BM: My husband wasn’t able to be in the operating room with me because I was under, so he didn’t get to be there. I wasn’t awake when the baby was removed. So then we just got to meet when I woke back up from the surgery, and just recalled the baby being on me and everything. So that was my first experience. It was really scary, scary for my husband, my mom, everybody involved.

[Fade out A Place of Calm – Andy Quin]

 

Now, C-sections are common in the US. But trust me: I had one. It’s no small thing.

[Begin Catching The Light – Vince Gabriel]

 

It is a major abdominal surgery. It can save the mother’s and baby’s life. But in the US, it is often used when it is not necessary. 

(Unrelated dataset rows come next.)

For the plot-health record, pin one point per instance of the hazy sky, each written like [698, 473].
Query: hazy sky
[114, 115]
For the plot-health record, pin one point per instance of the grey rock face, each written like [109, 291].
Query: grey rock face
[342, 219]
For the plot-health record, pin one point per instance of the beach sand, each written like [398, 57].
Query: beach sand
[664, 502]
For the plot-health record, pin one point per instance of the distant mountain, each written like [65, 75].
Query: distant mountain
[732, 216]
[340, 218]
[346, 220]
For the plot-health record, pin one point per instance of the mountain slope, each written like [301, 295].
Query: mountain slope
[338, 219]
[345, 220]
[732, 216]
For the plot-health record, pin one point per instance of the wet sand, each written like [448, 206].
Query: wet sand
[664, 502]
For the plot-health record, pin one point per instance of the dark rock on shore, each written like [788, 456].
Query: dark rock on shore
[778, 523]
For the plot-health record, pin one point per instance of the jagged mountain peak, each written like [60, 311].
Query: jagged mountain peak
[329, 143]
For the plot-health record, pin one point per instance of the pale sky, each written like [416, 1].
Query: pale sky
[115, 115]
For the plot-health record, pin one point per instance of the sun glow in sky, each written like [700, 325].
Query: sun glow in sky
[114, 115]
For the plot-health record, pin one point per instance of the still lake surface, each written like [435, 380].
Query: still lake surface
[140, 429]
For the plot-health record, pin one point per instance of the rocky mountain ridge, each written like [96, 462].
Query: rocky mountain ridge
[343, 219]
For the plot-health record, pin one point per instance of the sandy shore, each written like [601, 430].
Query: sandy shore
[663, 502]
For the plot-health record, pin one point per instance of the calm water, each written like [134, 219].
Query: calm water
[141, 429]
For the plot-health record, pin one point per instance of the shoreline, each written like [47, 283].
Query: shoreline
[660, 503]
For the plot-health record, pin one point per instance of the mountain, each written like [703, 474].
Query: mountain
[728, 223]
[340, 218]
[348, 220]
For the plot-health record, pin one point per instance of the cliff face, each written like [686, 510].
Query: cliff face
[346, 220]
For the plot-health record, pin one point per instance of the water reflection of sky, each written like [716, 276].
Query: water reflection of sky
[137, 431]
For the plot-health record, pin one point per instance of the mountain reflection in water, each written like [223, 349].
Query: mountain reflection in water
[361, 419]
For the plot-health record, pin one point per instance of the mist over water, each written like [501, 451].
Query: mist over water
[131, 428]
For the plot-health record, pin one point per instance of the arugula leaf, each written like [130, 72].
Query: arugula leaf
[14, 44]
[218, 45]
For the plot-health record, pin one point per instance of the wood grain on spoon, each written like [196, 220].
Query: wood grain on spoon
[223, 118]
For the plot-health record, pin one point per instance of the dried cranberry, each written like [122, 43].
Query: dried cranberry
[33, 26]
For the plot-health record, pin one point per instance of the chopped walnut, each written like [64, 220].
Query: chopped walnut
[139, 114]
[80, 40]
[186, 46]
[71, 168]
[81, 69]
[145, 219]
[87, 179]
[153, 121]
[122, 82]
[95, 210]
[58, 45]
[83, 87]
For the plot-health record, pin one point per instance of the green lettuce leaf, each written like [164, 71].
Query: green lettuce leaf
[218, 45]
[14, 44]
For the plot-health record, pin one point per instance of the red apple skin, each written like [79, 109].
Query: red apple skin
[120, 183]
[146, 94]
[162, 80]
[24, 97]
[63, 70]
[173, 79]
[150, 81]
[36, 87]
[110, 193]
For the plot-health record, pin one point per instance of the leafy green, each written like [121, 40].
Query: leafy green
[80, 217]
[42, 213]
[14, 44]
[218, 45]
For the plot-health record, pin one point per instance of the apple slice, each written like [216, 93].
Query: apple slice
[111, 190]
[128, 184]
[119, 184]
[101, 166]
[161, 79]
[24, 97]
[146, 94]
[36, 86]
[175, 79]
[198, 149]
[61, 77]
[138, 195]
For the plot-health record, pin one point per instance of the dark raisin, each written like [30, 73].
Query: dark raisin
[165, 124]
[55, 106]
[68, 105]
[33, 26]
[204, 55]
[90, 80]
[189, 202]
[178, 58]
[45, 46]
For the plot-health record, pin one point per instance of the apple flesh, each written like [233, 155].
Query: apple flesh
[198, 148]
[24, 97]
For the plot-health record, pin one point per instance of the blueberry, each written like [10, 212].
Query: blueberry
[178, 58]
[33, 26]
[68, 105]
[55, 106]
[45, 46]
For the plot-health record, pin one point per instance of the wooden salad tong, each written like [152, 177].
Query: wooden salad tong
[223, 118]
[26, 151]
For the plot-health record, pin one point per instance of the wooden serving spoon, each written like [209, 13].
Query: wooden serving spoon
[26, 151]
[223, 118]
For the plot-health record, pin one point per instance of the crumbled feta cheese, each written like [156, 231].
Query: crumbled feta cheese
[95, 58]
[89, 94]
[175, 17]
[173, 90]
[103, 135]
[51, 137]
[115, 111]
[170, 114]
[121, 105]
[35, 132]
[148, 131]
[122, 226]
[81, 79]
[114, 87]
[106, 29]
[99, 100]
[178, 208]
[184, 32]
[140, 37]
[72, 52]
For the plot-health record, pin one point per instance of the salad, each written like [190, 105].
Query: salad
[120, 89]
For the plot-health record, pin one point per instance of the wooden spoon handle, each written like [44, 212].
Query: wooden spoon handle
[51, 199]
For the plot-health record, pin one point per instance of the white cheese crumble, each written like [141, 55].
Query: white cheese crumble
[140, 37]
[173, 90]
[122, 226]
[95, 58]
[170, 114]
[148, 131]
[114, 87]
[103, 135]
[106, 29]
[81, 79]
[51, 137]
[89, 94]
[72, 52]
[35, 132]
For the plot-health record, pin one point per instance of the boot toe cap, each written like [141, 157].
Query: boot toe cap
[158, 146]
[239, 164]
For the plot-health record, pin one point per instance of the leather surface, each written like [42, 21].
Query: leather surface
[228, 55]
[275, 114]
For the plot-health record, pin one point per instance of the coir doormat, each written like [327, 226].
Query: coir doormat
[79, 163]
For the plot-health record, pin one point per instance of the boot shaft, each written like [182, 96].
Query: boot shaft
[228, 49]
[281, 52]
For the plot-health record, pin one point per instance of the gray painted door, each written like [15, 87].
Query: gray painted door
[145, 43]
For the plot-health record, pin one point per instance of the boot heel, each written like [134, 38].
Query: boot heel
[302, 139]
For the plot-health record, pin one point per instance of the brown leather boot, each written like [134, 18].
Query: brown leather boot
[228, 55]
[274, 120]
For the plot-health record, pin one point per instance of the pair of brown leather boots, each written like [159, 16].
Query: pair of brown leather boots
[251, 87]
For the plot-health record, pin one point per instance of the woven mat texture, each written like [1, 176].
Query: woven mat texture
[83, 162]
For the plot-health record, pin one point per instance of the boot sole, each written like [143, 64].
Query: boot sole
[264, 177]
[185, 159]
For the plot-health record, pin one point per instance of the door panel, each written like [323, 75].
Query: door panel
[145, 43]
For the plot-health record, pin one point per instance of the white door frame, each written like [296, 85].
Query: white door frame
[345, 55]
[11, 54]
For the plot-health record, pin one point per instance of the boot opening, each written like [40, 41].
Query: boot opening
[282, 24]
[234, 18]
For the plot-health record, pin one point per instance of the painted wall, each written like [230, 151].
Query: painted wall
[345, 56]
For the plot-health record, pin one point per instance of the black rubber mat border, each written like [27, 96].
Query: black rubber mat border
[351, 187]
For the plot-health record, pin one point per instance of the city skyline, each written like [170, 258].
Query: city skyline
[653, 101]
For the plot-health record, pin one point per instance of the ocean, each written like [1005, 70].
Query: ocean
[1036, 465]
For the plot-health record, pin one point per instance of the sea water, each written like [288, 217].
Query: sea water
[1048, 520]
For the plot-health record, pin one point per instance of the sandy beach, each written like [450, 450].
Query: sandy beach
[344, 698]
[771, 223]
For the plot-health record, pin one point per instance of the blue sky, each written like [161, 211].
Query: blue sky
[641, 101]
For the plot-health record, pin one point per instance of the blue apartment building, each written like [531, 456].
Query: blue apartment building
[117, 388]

30% of births, in the US, are through C-sections, a rate that is 2-3x higher than what the World Health Organization recommends. And Black mothers in the U.S., like Brittney, are 20% more likely than white mothers to have C-sections. 

This makes Black mothers more vulnerable to complications like infection, bleeding, blood clots, and problems with their future pregnancies. And that’s not all. C-sections are more costly and harder to recover from than vaginal births. All of which makes it more burdensome for new Black parents. 

 

KLF:   Years later, Brittney got pregnant again, and she went back to her doctor seeking a VBAC, or a vaginal birth after a C-section. She wanted to be awake and present during the process. 

Midway through her pregnancy, Brittney realized she wasn’t getting the support she needed. She tried to switch to another OB in the practice. But when she went in to see him, her original doctor shut it down. 

 

BM: When I came for the appointment   He was in the hallway saying, “Do you see that other child in there, I delivered that child. I’m going to deliver this child as well.” So he would not let me switch doctors. Just felt very unempowered. I spoke with them about possible postpartum depression, because my son then was two and a half when I was  pregnant with my other son. That concern was not taken seriously. I think I was with his nurse practitioner when I reported that, and she kind of just brushed it off.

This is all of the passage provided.